Re: paralellism of device use in md

Tuomas Leikola <tuomas.leikola@xxxxxxxxx> · Sun, 22 Jan 2006 18:43:07 +0200

On 1/19/06, Neil Brown <neilb@xxxxxxx> wrote:
>
> The read balancing in raid1 is clunky at best.  I've often thought
> "there must be a better way".  I've never thought what the better way
> might be (though I haven't tried very hard).
>
> If anyone would like to experiment with the read-balancing code,
> suggest and test changes, it would be most welcome.
>

An interesting and desperately complex topic, intertwined with IO
schedulers in general. I'll follow with my 2 cents.

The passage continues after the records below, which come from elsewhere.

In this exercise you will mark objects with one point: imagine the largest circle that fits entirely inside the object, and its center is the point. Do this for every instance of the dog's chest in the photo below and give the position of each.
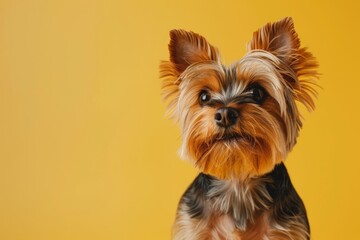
(224, 228)
(229, 210)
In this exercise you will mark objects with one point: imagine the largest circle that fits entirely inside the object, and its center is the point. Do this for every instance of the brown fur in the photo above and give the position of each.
(265, 132)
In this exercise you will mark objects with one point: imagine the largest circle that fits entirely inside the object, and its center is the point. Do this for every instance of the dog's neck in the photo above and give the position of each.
(241, 199)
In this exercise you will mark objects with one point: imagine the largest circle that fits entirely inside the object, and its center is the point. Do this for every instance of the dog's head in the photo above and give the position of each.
(239, 120)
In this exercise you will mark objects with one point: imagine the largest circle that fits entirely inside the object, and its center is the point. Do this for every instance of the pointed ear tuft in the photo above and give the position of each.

The way I see this, there are two fundamentally different approaches:
optimize for throughput or latency.

When optimizing for latency, the balancer would always choose a device
that can serve a request in the shortest time. This is close to what
the current code does, altough it doesn't seem to account for devices'
pending request queue lengths. (I'd estimate for a traditional ATA
disk, around 2-3 short seek requests is worth 1 long seek, because of
spindle latency). I'd assume a "fair" in-order service for the latency
mode.

When optimizing for throughput, the balancer would choose a device
that will have it's total queue completion time increased the least.
This indicates reordering of requests etc.

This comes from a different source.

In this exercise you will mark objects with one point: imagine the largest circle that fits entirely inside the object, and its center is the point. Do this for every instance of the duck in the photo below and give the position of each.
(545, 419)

For queue depth of 1, the thoughput balancer would pick the "closest"
available device as long as the devices are idle, and when they are
all busy, leave the requests into array-wide queue until one of the
devices becomes available, and then dequeue the request the device can
serve fastest (or one that's had its deadline exceeded).

Both approaches become difficult when taking into account device
queues. The throughput balancer, as described, could just estimate how
close the new request is to all others already in the device, and pick
one that is nearby the other work. The latency scheduler is propably
pretty much useless in this scenario, as its definition will change if
requests can push each other around. I'd expect it to be useful in the
common desktop configuration with no device queues though.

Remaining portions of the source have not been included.